Berne (1972) made it clear that analysis of transactions between ego states is the fundamental activity of a transactional analyst. He focused on ego states and transactions because they are eminently observable. Ego states and their representation as three stacked circles are the icons of transactional analysis.

Berne postulated the existence of three basic ego states-Parent, Adult and Child-each with an important function. However, he also introduced possible additional ego states by subdividing each of the three.

For example, the Child had three options: Adapted Child, Little Professor, and Natural Child. Dusay (1972) further identified the large number of potential ego states to five: Nurturing Parent, Critical Parent, Adult, Adapted Child and Natural Child.

These five ego states have been widely researched with varying degrees of scientific rigour. A number of researchers have attempted to demonstrate reliability and construct validity for these ego states.

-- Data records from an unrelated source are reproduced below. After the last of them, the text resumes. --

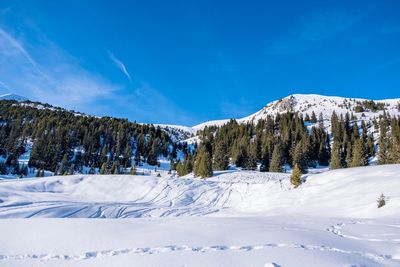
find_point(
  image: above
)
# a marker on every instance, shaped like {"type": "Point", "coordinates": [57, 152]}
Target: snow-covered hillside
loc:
{"type": "Point", "coordinates": [236, 218]}
{"type": "Point", "coordinates": [308, 103]}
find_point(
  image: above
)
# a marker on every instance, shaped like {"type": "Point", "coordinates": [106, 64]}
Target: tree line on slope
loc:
{"type": "Point", "coordinates": [66, 142]}
{"type": "Point", "coordinates": [284, 140]}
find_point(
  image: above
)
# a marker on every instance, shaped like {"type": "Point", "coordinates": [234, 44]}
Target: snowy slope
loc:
{"type": "Point", "coordinates": [308, 103]}
{"type": "Point", "coordinates": [332, 193]}
{"type": "Point", "coordinates": [233, 219]}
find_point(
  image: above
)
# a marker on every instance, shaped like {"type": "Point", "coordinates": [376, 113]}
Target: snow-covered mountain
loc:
{"type": "Point", "coordinates": [13, 97]}
{"type": "Point", "coordinates": [308, 103]}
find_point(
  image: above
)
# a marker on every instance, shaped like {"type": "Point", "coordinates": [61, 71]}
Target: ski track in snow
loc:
{"type": "Point", "coordinates": [338, 229]}
{"type": "Point", "coordinates": [196, 249]}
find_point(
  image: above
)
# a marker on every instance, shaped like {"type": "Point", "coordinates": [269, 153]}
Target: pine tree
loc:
{"type": "Point", "coordinates": [133, 170]}
{"type": "Point", "coordinates": [221, 156]}
{"type": "Point", "coordinates": [313, 117]}
{"type": "Point", "coordinates": [264, 167]}
{"type": "Point", "coordinates": [103, 169]}
{"type": "Point", "coordinates": [276, 160]}
{"type": "Point", "coordinates": [295, 177]}
{"type": "Point", "coordinates": [370, 146]}
{"type": "Point", "coordinates": [321, 121]}
{"type": "Point", "coordinates": [359, 154]}
{"type": "Point", "coordinates": [251, 161]}
{"type": "Point", "coordinates": [203, 163]}
{"type": "Point", "coordinates": [336, 156]}
{"type": "Point", "coordinates": [300, 158]}
{"type": "Point", "coordinates": [323, 154]}
{"type": "Point", "coordinates": [62, 170]}
{"type": "Point", "coordinates": [383, 154]}
{"type": "Point", "coordinates": [115, 167]}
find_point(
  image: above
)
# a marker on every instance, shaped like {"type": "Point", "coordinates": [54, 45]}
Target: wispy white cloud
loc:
{"type": "Point", "coordinates": [308, 31]}
{"type": "Point", "coordinates": [2, 84]}
{"type": "Point", "coordinates": [62, 81]}
{"type": "Point", "coordinates": [56, 78]}
{"type": "Point", "coordinates": [119, 64]}
{"type": "Point", "coordinates": [9, 43]}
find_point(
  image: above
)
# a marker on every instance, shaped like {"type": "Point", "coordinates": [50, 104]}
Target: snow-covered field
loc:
{"type": "Point", "coordinates": [236, 218]}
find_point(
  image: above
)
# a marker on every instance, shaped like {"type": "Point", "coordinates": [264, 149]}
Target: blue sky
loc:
{"type": "Point", "coordinates": [185, 62]}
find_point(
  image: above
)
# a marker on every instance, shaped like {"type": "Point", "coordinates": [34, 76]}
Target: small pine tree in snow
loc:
{"type": "Point", "coordinates": [103, 169]}
{"type": "Point", "coordinates": [381, 201]}
{"type": "Point", "coordinates": [133, 170]}
{"type": "Point", "coordinates": [295, 178]}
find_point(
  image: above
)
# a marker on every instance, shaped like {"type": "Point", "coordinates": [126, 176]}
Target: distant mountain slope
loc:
{"type": "Point", "coordinates": [13, 97]}
{"type": "Point", "coordinates": [308, 103]}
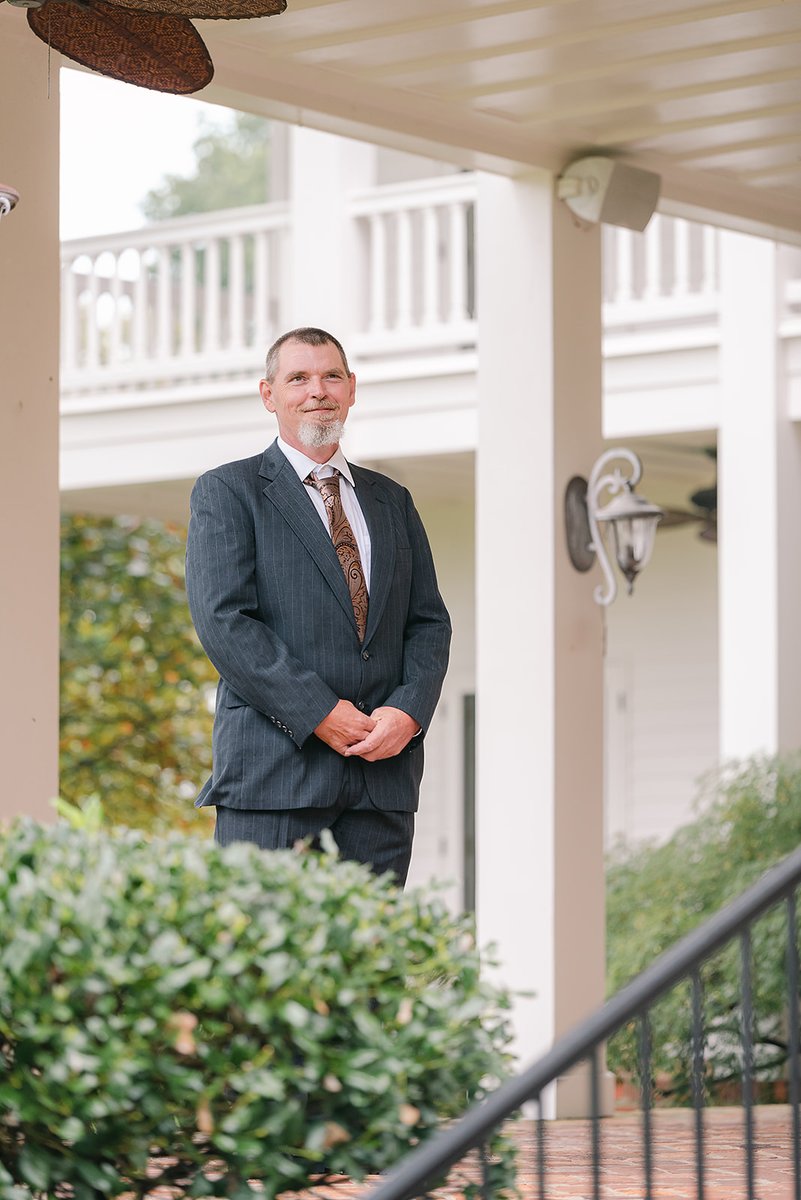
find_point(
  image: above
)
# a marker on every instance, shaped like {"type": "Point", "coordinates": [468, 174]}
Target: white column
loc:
{"type": "Point", "coordinates": [29, 425]}
{"type": "Point", "coordinates": [326, 258]}
{"type": "Point", "coordinates": [540, 771]}
{"type": "Point", "coordinates": [759, 502]}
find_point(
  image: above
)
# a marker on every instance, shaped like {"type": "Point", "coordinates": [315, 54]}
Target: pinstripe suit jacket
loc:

The fact that the three ego states are most often named as the reason why people find transactional analysis useful is a powerful reason for maintaining them as our flagship concepts.

That there is such a phenomenon as separate manifestations of the ego (if not necessarily the three Berne mentioned) has been widely observed and postulated as multiple “egos,” “selves,” or “personalities.”

There is ample evidence of the occurrence of multiple personalities, but they have been consistently regarded as pathological abnormalities, thus ignoring the possibility that multiple states of the ego may be normal and in fact, desirable.

Rowan and Cooper (1999) introduced the notion of pluralistic models of the self, in which a normal person is seen as a multiplicity of sub-personalities.